それ以前は、廃道マニアというのか、趣味の人がぽつりぽつりと来ていたようだが、心霊現象などは話題にならなかった、とも言っていた。
私はスマホで検索してみたが、崖崩れの記事などは見つからなかった。
集落の人によると、トンネルの向こう側の道が崩れている。使っていなかった田んぼが埋まったくらいで怪我人もおらず、そもそもが廃道なので、特に話題にもならなかったのだそうだ。
--これは良いネタを拾ったかもしれない
私は内心わくわくした。
--崖崩れと心霊現象に因果関係はあるか?
これで記事が書けないだろうか。
私は情報を教えてくれた、人の良さそうなおばさんに丁寧にお礼を言った。
--本当に良い話をありがとうございます
するとおばさんが何を思ったか、「少し待ちなさい」と言って奥へ引っ込んだ。そして紙袋に米を入れて持ってきてくれた。あんまり重いと荷物になるだろうけれど、これくらいなら持って帰れるだろう、精米してあるからそのまま炊けるよ、しっかり食べなさい、と一言親切な言葉を付け加えながら。
私は恐縮して断ろうと思ったが、早穂が断固とした顔で受け取る意思を示す。
--ああ、たしか農耕の神様だっけか
なんとなく納得した私はさらに丁重にお礼を述べて、その紙袋を受け取った。2kgくらいかな、これは食費が助かる、とつい考えてしまう。

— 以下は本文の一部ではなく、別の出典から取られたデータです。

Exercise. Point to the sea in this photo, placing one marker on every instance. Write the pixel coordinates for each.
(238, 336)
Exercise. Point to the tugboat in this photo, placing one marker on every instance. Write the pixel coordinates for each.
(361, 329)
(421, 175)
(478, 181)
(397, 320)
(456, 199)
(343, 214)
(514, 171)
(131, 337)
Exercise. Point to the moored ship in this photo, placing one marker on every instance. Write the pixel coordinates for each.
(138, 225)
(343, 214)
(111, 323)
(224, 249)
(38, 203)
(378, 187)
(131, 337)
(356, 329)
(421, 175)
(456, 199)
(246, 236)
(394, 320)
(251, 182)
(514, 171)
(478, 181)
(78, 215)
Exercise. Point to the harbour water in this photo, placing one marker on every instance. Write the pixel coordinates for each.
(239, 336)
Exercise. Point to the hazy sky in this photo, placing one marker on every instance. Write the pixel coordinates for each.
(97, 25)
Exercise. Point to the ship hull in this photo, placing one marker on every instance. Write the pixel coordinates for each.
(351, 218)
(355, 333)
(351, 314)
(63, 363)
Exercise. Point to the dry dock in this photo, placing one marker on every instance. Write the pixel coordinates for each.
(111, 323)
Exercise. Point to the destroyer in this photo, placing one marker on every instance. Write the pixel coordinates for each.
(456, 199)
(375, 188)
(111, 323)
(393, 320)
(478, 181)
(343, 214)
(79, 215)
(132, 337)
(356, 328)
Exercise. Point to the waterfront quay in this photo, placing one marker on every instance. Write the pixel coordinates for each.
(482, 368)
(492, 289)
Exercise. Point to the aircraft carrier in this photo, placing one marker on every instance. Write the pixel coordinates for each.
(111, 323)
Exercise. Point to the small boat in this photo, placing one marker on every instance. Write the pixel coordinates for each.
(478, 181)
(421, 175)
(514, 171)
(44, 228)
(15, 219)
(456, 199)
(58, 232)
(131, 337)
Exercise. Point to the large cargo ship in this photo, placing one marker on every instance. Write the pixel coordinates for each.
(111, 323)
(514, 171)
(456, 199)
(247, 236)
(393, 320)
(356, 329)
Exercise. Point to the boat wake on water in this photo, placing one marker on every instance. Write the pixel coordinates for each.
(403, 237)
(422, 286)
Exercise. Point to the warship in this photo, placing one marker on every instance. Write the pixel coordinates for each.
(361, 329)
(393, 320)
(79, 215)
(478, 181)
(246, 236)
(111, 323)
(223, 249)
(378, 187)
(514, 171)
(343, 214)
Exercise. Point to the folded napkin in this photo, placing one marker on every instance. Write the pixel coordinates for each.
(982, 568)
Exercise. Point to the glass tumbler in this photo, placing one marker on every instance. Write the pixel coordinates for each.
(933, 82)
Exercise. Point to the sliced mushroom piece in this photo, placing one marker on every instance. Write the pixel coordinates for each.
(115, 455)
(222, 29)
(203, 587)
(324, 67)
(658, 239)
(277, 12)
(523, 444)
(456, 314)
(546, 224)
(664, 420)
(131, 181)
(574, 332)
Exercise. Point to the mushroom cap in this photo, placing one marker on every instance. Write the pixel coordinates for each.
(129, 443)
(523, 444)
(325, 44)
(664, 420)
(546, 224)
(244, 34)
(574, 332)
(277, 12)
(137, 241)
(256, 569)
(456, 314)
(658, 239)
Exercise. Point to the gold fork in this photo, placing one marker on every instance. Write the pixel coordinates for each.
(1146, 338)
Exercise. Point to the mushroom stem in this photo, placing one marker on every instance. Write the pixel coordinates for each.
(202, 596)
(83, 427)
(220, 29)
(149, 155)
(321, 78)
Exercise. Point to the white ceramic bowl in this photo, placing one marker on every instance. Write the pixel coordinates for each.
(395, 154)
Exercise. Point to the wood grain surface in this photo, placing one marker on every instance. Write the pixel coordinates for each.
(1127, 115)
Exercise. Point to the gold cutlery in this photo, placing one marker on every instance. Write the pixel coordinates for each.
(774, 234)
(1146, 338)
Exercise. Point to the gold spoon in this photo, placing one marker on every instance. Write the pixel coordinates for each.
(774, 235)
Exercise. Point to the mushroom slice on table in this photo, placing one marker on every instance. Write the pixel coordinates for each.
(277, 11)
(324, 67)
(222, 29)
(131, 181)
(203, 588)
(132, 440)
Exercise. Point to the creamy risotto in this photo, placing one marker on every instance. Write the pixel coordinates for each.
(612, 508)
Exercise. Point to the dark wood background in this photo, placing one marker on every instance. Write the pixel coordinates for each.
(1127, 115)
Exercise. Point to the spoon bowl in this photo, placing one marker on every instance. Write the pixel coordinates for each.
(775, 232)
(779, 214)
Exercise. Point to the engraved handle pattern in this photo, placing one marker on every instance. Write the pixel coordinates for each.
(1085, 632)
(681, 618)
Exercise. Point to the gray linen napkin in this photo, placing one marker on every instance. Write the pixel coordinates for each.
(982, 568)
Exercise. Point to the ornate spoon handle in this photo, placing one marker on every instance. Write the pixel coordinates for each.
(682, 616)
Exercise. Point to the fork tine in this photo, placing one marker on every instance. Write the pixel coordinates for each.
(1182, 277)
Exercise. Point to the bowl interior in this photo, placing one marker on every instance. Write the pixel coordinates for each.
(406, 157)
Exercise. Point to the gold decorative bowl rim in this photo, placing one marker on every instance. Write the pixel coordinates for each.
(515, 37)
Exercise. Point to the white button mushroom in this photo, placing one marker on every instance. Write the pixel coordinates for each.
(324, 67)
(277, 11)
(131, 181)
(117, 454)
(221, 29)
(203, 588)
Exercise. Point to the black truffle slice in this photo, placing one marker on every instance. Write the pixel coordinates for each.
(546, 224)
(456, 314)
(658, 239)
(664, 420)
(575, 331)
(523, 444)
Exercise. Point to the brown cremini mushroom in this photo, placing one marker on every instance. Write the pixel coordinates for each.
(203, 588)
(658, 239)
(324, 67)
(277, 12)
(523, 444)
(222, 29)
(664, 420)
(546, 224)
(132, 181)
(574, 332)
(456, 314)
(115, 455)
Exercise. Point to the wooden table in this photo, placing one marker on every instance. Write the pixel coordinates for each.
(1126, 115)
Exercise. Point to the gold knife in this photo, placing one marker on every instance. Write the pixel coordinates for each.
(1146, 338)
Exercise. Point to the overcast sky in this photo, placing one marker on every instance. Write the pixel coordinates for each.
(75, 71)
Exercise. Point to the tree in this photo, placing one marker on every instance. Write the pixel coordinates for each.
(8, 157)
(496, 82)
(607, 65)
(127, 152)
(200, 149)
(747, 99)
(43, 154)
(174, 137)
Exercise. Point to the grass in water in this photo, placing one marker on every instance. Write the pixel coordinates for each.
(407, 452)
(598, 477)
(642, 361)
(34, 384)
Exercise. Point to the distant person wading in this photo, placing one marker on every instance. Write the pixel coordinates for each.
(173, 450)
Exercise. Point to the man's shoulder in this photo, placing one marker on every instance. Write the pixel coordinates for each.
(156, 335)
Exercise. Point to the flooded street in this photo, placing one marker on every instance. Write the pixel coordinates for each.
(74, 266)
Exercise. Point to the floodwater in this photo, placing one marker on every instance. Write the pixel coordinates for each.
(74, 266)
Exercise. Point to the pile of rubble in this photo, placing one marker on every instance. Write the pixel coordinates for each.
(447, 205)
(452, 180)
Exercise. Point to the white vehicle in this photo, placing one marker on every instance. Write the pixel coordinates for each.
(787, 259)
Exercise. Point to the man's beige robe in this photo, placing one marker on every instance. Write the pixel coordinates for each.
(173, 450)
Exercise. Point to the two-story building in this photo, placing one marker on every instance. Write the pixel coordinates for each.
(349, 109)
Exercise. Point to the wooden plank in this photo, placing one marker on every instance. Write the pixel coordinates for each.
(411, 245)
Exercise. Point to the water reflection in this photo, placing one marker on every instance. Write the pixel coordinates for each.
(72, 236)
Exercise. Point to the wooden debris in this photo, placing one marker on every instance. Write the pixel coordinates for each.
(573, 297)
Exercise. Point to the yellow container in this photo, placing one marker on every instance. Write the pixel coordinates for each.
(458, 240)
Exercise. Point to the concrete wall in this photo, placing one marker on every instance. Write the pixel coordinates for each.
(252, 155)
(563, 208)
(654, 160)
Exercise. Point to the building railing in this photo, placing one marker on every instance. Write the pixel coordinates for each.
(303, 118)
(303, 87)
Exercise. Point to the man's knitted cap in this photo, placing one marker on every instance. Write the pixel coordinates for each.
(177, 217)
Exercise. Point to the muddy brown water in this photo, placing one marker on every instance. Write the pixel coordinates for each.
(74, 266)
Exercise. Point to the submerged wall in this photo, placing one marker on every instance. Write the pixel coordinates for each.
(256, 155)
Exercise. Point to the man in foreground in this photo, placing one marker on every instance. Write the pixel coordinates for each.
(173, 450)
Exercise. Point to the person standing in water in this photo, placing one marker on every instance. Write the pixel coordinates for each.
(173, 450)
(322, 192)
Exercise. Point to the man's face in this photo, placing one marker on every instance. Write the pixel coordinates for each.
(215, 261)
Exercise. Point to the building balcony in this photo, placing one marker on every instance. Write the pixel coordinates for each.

さて、教えてもらった情報を、どう記事にしたものかと頭を悩ませながらバス停に向かって歩いていると、早穂が急に立ち止まった。
「どうしたの?」
私も立ち止まったが、早穂がまた険しい顔をして、後ろを凝視している。
--トンネルは反対側だよな…… でも、なんか駄目な雰囲気だ
私は早穂の手を取る。早穂がなにかを促すのを感じた。
そして二人で駆けだした。
駆け出すと、はっきりと感じるようになった。
--何かの気配が追いかけてくる
先ほどの集落には、この気配はなかった。早穂も反応していなかった。
ならば、これはなんなんだろう?
私は叫んだ。
「早穂! 神様なんだから追っ払ってよ!」
走りながら早穂は首を振った。私にはなんとなく早穂の言いたいことが伝わった。
--管轄外ってなによ!
抱えた2kgのコメが重い。私は捨てようかと思った。が、その瞬間、その紙袋はしっかりと早穂に抱えられていた。
--自分で持つのね、感心じゃん!
私たちは走り続けた。バス停を超えて……
そして廃トンネルが見えてくる。明らかに先ほど見た時よりトンネルの中が「黒い」。
後ろから追いかけてくるおっかない気配とどっちが良い? 前も怖いけど後ろはもっと怖い……
私も早穂も観念したようにトンネルへ飛び込んだ。